Chapter 6: Applications of Microfluidics in Marine Microbiology
6.1 Introduction
The uses of microfluidic devices are not limited to cell culture and cell-based assay for mammalian cells as discussed in previous chapters. Any other types of cells can take advantage of the benefits that microfluidic devices offer: high-throughput screening, portability, inexpensive platform, and reduced sample volume and reagents.
Under the collaboration with Dr. David Caron’s group at University of Southern California’s Department of Biological Sciences, one area that our group has applied microfluidic devices to is in the field of marine biology, specifically in studying algal bloom and toxin production by algae. Algal bloom and toxins produced by different algae have always caused problems to the environment and marine ecology. Due to certain favorable changes in environmental conditions, some algae can increase to a large density in a short period of time. For example, many studies have shown a strong correlation between phosphorus loading and phytoplankton production in freshwater [118]. Some produced toxin and can directly cause sickness or death of organisms such as shellfishes that feed on the algae. The phosphorus can originate from excess nutrients in fertilizers that enter the river or sea during water runoff. More importantly, when large quantity of those contaminated shellfishes was consumed by organisms in higher order of the food chain, fatalities often resulted. For example, Alexandrium tamarense, can produce saxitoxin and cause paralytic shellfish poisoning [119]. Non-toxic algal bloom can lead to harmful effects by disrupting food chains.
Pseudo-nitzschia is one type of algae that produces a neural toxin called domoic acid, which when transferred through the food chain causes sickness and mortality in marine mammals, seabirds and even humans [120]. Perl et al. reported an outbreak of domoic acid intoxication in Canada in late 1987 that led to illness of 107 adults and death of three elderly people [121]. Mussels were contaminated and resulted in amnesic shellfish poisoning with symptoms of gastrointestinal and neurological disorders. Also, domoic acid has been linked to the death of numerous sea lions along the California coastline in 1998 [122].
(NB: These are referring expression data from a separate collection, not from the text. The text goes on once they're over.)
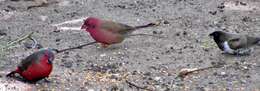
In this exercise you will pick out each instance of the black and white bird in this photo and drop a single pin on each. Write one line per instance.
(234, 43)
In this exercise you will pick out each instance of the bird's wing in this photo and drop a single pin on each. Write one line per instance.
(29, 60)
(237, 43)
(116, 27)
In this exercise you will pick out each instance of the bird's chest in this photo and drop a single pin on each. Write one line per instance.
(227, 48)
(37, 70)
(106, 37)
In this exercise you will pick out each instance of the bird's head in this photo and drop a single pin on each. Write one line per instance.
(49, 53)
(90, 23)
(216, 34)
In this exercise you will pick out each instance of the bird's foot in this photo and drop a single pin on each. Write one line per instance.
(243, 52)
(46, 80)
(104, 45)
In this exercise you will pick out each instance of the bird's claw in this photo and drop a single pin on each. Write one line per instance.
(34, 45)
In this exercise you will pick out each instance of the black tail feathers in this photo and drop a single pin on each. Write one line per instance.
(11, 74)
(148, 25)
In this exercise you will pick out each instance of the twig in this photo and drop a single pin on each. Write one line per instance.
(77, 47)
(68, 28)
(138, 87)
(186, 72)
(17, 41)
(71, 21)
(146, 35)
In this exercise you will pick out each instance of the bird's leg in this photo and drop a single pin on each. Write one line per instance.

Domoic acid is a neural toxin that affects animals with complex central nervous systems. Domoic acid is structurally analogous to neural transmitter glutamic acid, which is present in nearly 40% of all neuronal synaptic sites, and upon binding to receptors, domoic acid prolongs receptor activation and excessive cation influx. This uncontrolled influx can cause nerve cells to degenerate. During Pseudo-nitzschia bloom, domoic acid is not always produced. In another word, growth of algae does not equal domoic acid production. Studies done by other groups have suggested that many factors might induce or suppress algae to produce toxin. Maldonado el al. reported that deficiency in iron and copper can induce domoic acid production [123]. Silicate depletion has been shown to cause increase in domoic acid production [124]. It has been suggested that high phosphate level can lead to increased domoic acid production [125].
Bacteria strains have also been shown to increase domoic acid production by as much as 95-fold [126]. Yet, exact causes are unclear and there are numerous possible factors that can cause toxin production. To completely elucidate the causes of toxin production,
many potential compounds will have to be screened. This leads to an enormous number of experiments to be performed and large quantity of reagents and cells to be used.
To facilitate progress in marine biology research and speed up the process of screening for possible factors inducing toxin production, we would like to make a chip to culture Pseudo-nitzschia under different growing conditions. The toxin will be detected using ELISA method or an ultra sensitive optical sensor being developed at Dr. Chih- Ming Ho’s lab at University of California at Los Angeles. The current state-of-the-art detection technology indicates that per cell toxin load may range over 2 or 3 orders of magnitude but its sensitivity is limited since a sample size of at least 100 cells/mL is required. The new optical sensor will be able to push the sensitivity to 10 cells/mL or to even single molecule of domoic acid. The algal cells will be trapped and cultured on- chip and combinatorial mixer discussed in chapter 3 and 4 will be used to expose algal cells to different conditions. Cellular contents will be extracted for detection of toxin from lysates.
In this chapter, the development of the applications of microfluidic cell-based assaying device for studying toxin production by algae is discussed. As most algal cells are not adherent like the mammalian cells used in previous experiments, on-chip traps were needed to contain floating cells like algal cells inside the micro chambers. Various trapping designs will be presented and the developed trapping protocol will be discussed.
The method to maintain algae in a healthy state and to culture algae on-chip has been developed. As the presence of the intracellular toxin, domoic acid, cannot be directly monitored on-chip, a method to lyse the cells on-chip is presented.